At the heart of Tejano music are the accordion, vocals and bajo sexto, a wide-neck 12-string guitar used to create tenor and bass rhythm. Solis is a bajo sexto player and singer. He says, "It’s an instrument that’s kind of hard to play because of the strength you’ve got to put behind the strings."
Solis, along with his friends Manuel Rivera, Rodolfo Martinez, Joe Martinez, and cousin William Huron, brought the Conjunto Tex-Mex music style to the Detroit area in the mid-1950s through the year 2000.
Unfortunately, the Solis family doesn’t have many recordings saved of their father and his band Los Primos. But Solis remembers the those first years playing in San Antonio as a child.
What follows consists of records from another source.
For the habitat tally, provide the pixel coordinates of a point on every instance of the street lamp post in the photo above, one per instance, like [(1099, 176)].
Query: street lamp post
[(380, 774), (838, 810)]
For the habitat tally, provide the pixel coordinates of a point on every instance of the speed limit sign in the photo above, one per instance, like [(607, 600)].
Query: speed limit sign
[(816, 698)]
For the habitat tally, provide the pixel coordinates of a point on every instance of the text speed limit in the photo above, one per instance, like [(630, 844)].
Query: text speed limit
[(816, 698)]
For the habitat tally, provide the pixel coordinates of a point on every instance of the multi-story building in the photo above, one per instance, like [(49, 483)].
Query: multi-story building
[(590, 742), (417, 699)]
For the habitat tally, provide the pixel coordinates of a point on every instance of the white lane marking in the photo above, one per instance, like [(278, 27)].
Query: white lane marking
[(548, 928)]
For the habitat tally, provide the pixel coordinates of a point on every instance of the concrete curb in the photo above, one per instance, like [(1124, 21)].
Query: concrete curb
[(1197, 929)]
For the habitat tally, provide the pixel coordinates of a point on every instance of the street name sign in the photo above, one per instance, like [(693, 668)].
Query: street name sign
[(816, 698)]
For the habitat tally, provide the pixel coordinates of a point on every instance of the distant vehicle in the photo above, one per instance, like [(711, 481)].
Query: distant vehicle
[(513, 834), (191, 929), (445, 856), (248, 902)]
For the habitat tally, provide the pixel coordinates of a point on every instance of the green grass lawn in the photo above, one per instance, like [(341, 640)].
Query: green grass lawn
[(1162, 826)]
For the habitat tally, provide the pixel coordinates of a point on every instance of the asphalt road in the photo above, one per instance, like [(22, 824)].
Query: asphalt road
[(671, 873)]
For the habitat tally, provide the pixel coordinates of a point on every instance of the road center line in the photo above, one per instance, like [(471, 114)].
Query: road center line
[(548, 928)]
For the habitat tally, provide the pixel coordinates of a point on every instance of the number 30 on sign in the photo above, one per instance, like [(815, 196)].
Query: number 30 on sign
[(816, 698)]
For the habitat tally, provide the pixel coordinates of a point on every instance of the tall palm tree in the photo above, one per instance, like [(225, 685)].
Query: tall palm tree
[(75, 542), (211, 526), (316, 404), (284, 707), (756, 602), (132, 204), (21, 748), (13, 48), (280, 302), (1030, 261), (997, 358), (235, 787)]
"They use to have political things going on in San Antonio. And I worked with a man, he used to take me with him, Mr. Johnson. We played for tips and he played for beer. So I just knew a couple of chords on the guitar. And he played the violin. I just followed him. At the time we played all kinds of music. He played Mexican music on the violin and he played hillbilly music. That’s how we got along."
Solis also reminisces about his friendship with the famous accordionist and singer Flaco Jimenez.
"Everybody in San Antonio Texas knows Flaco Jimenez and so do I. In the bar we were sitting and go into a conversation about age. He told me never to stop singing because I had a god-given talent. But I never looked to recording. I just liked to sing."
Solis served in the army and was honorably discharged in 1953. He married Anna Ramirez and is the father of three children: Martin, Pete, and Frank.
For his accomplishment the City of Melvindale has proclaimed Wednesday, January 17 “Martin Huron Solis Jr. Day." State Rep. Cara Clemente issued a tribute from the state of Michigan to him as well.
"I think it’s a big thing that’s happened to me in my life, but it’s just not soaked in. It’s like a dream," he said.